Organizing consumables

Posted on

top open
top closed

Screws, nuts, bolts, magnets, bearings, washers, heat-set inserts - They are all there. Packed neatly into a Tanos Systainer3 M89 organizer. Sadly we're not talking about edible consumables here, just project parts. Before these organizers, my parts were relagated to McMaster bags stuffed into degrading shoeboxes. No more spilled boxes, duplicate part orders, and wasted time searching for parts. As I build more and more, it is time to take part storage seriously.

The Tanos organizers really intrigued me. They'd stack along with the rest of my festool stuff, and are the same width making tool-cart building a breeze.

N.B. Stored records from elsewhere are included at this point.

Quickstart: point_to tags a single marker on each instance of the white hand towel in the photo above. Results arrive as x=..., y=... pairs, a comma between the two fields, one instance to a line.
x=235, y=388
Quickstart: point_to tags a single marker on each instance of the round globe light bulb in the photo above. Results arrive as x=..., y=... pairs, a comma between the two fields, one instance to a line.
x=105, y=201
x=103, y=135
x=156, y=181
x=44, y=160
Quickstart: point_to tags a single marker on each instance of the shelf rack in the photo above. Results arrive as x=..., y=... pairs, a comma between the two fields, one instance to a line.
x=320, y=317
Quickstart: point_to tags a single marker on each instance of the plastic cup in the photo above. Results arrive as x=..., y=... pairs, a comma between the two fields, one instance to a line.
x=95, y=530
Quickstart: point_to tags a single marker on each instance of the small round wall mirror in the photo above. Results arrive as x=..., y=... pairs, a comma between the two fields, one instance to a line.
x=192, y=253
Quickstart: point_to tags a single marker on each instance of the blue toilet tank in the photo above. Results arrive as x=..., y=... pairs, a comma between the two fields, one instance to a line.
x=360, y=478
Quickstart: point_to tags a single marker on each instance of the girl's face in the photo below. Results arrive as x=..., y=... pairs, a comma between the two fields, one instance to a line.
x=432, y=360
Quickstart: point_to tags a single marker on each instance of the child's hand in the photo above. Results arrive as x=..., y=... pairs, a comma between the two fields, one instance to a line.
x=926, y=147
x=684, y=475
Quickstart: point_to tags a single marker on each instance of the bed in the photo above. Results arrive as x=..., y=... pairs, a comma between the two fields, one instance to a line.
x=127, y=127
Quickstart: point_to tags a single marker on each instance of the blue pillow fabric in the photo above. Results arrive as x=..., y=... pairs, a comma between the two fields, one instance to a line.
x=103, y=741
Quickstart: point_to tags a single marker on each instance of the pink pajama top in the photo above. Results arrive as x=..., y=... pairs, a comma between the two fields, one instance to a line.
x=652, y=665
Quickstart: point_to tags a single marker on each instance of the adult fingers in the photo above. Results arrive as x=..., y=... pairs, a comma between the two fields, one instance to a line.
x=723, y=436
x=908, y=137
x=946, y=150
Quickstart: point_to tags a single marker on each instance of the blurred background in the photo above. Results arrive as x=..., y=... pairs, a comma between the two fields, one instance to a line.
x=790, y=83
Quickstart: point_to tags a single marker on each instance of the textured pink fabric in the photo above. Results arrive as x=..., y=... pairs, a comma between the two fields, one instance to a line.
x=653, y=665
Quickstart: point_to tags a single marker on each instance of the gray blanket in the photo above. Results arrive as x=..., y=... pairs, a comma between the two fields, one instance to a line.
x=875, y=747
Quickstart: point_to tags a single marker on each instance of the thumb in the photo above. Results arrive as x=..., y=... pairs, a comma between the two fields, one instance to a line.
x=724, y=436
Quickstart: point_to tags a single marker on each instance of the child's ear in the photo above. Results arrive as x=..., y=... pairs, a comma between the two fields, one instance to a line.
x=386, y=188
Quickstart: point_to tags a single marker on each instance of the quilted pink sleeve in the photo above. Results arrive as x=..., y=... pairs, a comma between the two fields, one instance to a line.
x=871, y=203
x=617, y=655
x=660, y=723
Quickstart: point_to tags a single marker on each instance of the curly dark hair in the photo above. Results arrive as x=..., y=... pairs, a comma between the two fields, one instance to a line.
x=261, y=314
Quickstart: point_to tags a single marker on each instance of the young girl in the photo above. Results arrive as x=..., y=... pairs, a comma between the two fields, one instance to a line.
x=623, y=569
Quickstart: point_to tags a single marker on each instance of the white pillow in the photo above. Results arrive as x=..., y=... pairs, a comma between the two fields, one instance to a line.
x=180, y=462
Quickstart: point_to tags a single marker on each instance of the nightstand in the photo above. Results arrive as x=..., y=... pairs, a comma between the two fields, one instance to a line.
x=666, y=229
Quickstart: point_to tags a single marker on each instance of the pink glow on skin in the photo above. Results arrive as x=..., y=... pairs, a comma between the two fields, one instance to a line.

You can buy organizer boxes, but I opted to 3d print my own. This isn't an efficient use of my time (or print time), but allowed me to get comfortable with the exact dimmentions of the box. The box has a grid of nubs set 25mm apart. Each 2x2 of nubs is desiged to accept one ~50mmx50mm box.

nubs

For most parts this works great. Tanos also sells other larger sizes of boxes on this grid system, but they don't have any that scale down.

I was interested in storing some tiny M2 parts I used on the chess project, so I printed small tubes that fit onto a single 25mmx25mm nub.

Small boxes with smaller parts.

These have a detail on top to seal in the tiny parts, even when the box is flipped on its side.

Small parts are sealed in nicely.

Each box except the tiny ones has a small ledge designed to hold a printed label.

All things considered, I am really happy with the Tanos boxes, and the organizers that fit in them! I'll be looking out for excuses to print more custom stuff-holders that fit in them. I'll also work on optimizing print time especially on the tiny boxes. Electronics parts bin, you're next.